Roald Dahl

(Llandaff, 1916 – Oxford, 1990) Escritor británico conocido especialmente como autor de narraciones infantiles y juveniles, pese a que su producción para adultos fue también de destacable calidad. Muchos de sus relatos se han convertido en películas de gran éxito internacional.

(Biografia)

Su padre, de origen noruego, murió cuando el futuro escritor sólo tenía tres años. Esta desaparición dejó en apuros económicos a la familia, que hubo de trasladarse a una casa más pequeña. La madre prefirió seguir viviendo en Inglaterra antes que regresar a Noruega, cumpliendo con ello el deseo de su marido de educar a sus hijos en escuelas británicas.

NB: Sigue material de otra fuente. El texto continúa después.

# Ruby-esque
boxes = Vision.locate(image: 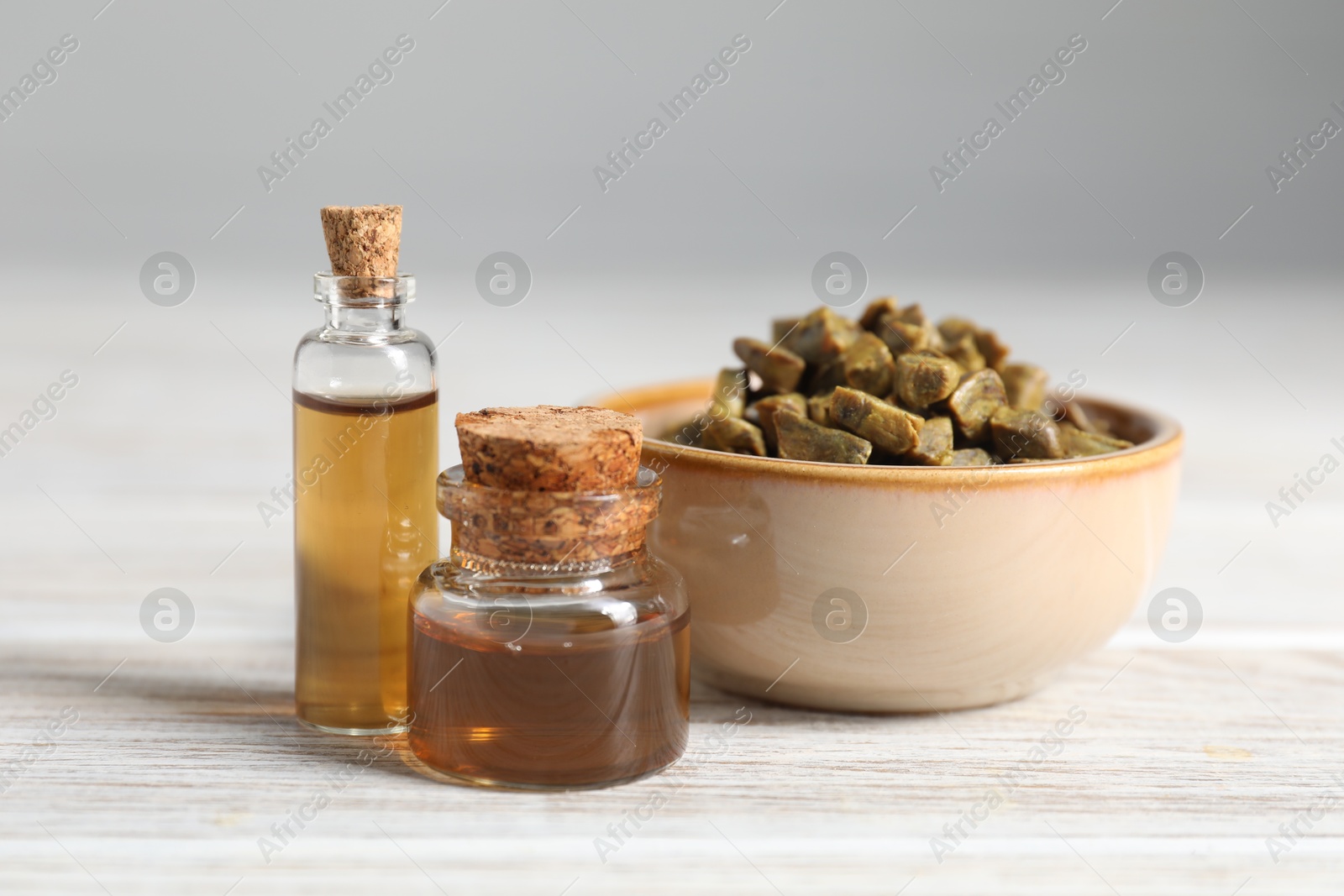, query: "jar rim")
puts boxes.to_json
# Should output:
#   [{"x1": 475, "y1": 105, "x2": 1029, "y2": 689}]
[
  {"x1": 437, "y1": 464, "x2": 663, "y2": 564},
  {"x1": 437, "y1": 464, "x2": 663, "y2": 510}
]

Fue precisamente la estricta educación inglesa, que incluía fuertes castigos, lo que menos agradaba al pequeño Roald. Sus momentos más felices los vivía en verano, cuando viajaba con su madre y sus hermanos a Noruega. No brilló especialmente en sus estudios, aunque destacó en actividades deportivas como el boxeo.

Más interesado por la acción y la aventura que por el esfuerzo intelectual, al cumplir los dieciocho años se hizo explorador, en lugar de matricularse en la Universidad, como quería su madre. Luego trabajó como vendedor hasta que, a los veintitrés años de edad, se alistó como aviador para luchar en la Segunda Guerra Mundial, y sirvió en las Fuerzas Aéreas Reales en Libia, Grecia y Siria. En las campañas del continente africano su avión fue alcanzado en varias ocasiones por los disparos del enemigo, y en una ocasión llegó a ser derribado. Dahl salvó la vida de milagro, aunque tenía heridas tan graves que fue enviado a casa.

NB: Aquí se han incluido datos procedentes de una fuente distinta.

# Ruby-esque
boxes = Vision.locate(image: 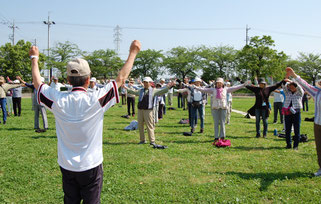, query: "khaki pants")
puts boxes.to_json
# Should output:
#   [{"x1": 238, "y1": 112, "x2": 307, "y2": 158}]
[
  {"x1": 314, "y1": 123, "x2": 321, "y2": 168},
  {"x1": 138, "y1": 109, "x2": 155, "y2": 143}
]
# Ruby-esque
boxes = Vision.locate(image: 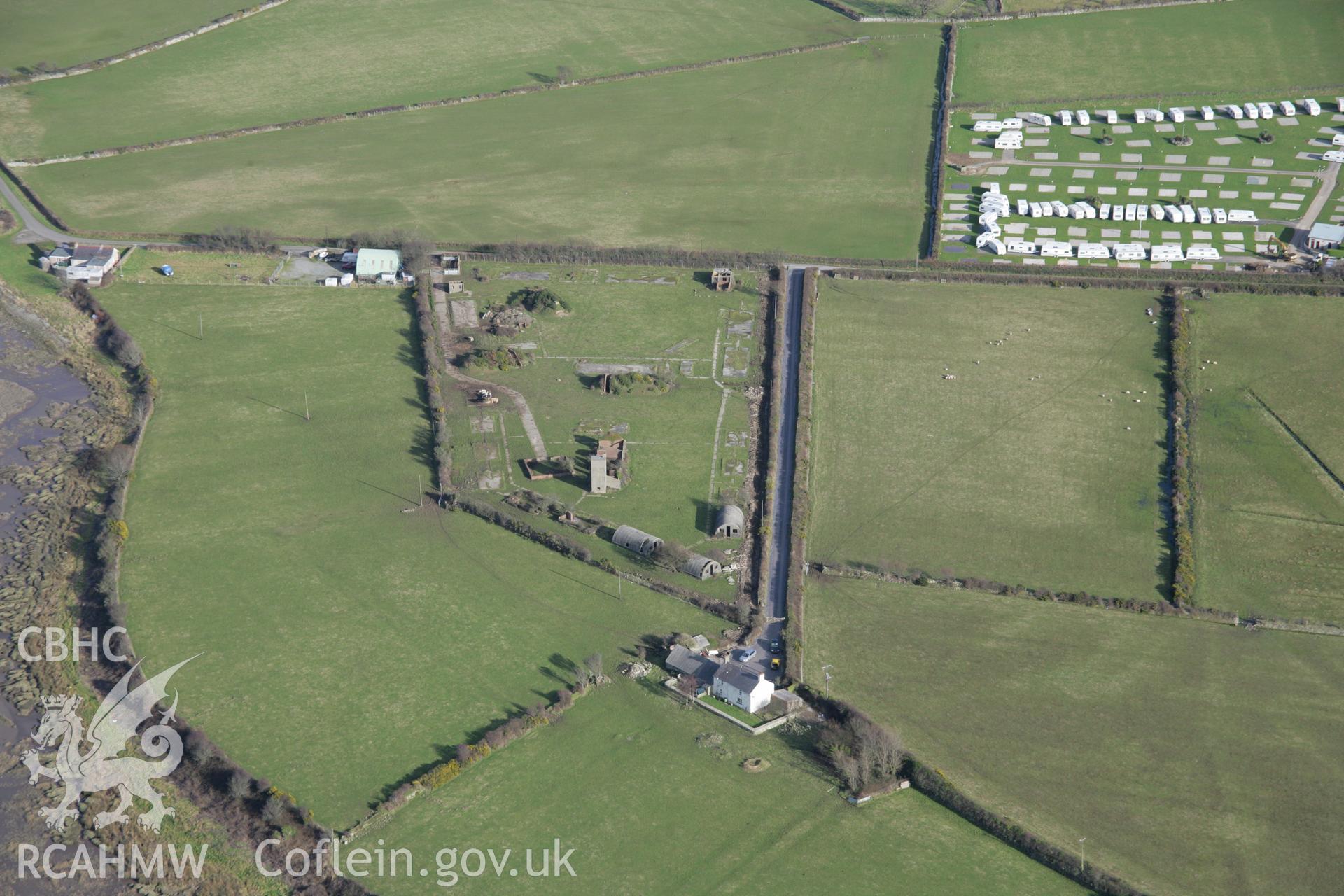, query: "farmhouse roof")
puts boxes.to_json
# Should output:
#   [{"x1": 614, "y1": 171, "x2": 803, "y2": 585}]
[
  {"x1": 355, "y1": 248, "x2": 402, "y2": 276},
  {"x1": 663, "y1": 645, "x2": 719, "y2": 684},
  {"x1": 714, "y1": 661, "x2": 764, "y2": 693}
]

Su primera recopilación de relatos (Over to You; 10 Stories of Flyers and Flying, 1946) evocaría los horrores vividos en la guerra. Recuperado de sus heridas, en 1942 fue destinado a Washington como experto en asuntos de aviación de guerra; hasta 1945 trabajó para la Seguridad británica en Estados Unidos. Fue allí donde empezó a hacerse famoso como escritor, al ponerse a narrar en periódicos y revistas su visión de la guerra.

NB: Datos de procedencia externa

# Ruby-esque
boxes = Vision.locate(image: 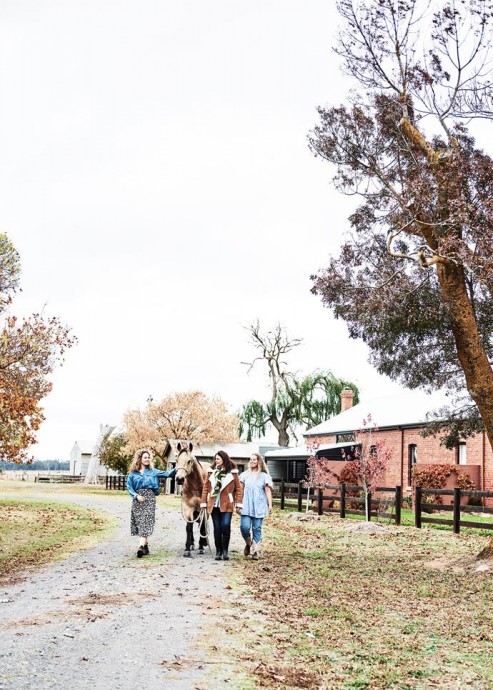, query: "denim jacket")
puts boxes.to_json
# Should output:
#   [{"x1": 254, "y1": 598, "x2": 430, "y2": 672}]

Casado en 1953, fue padre de cuatro hijos a los que acostumbraba a contar cuentos que a menudo se convertían en novelas. Su primer libro para niños había sido Los gremmlins (1943). Pronto obtuvo grandes éxitos con títulos como James y el melocotón gigante (1961) y Charlie y la fábrica de chocolate (1964).

Por esa época sufrió también graves reveses: vio morir a su pequeña hija Olivia en 1962, y, tres años después, su esposa Patricia Neal sufrió una peligrosa enfermedad que estuvo a punto de dejarla ciega e inválida. Para colmo de males, su hijo Theo sufrió un grave accidente de carretera que le causó daños en el cerebro cuando sólo tenía tres años. Dahl pasó muchos meses trabajando en una válvula especial que servía para sacar líquidos de la cabeza de su hijo y permitía a éste vivir con normalidad, sin tener que permanecer conectado a una máquina.

A pesar de estas desgracias, Dahl logró salir adelante y continuó escribiendo obras que le hacían cada vez más famoso en todo el mundo. Con Matilda, uno de sus últimos libros (convertido también en película de gran éxito), batió todos los records de ventas. No hay que olvidar, sin embargo, la importancia de su narrativa para adultos, en la que cultivó variados géneros. También fueron frecuentes sus colaboraciones con el cine; escribió, entre otros muchos, varios guiones para la serie de películas de James Bond.

La obra de Roald Dahl

Aunque es recordado especialmente por sus narraciones para niños y jóvenes, (La fábrica de Chocolate, Matilda; El dedo mágico; James y el melocotón gigante, Los gremmlins ….) Roald Dahl escribió numerosas obras para adultos de indudable interés y calidad, entre las que sobresale RELATOS DE LO INESPERADO una brillantísima colección de cuentos de intriga y humor negro. MI TIO OSWALD (1979) se halla muy cercano a la ficción futurista: trata sobre la venta de espermatozoides de los hombres más brillantes del planeta. Otras obras destacadas fueron LA VENGANZA ES MÍA, GÉNESIS Y CATÁSTROFE, HISTORIAS EXTRAORDINARIAS y EL GRAN CAMBIAZO. Dahl sobresalió especialmente en el cuento corto, con historias mordaces e impactantes rayanas en la irrealidad y lo morboso o macabro en muchos casos; en ellas creó un clima amenazante, extraño, vinculado a la irracionalidad, combinando agudamente el humor negro con el suspense.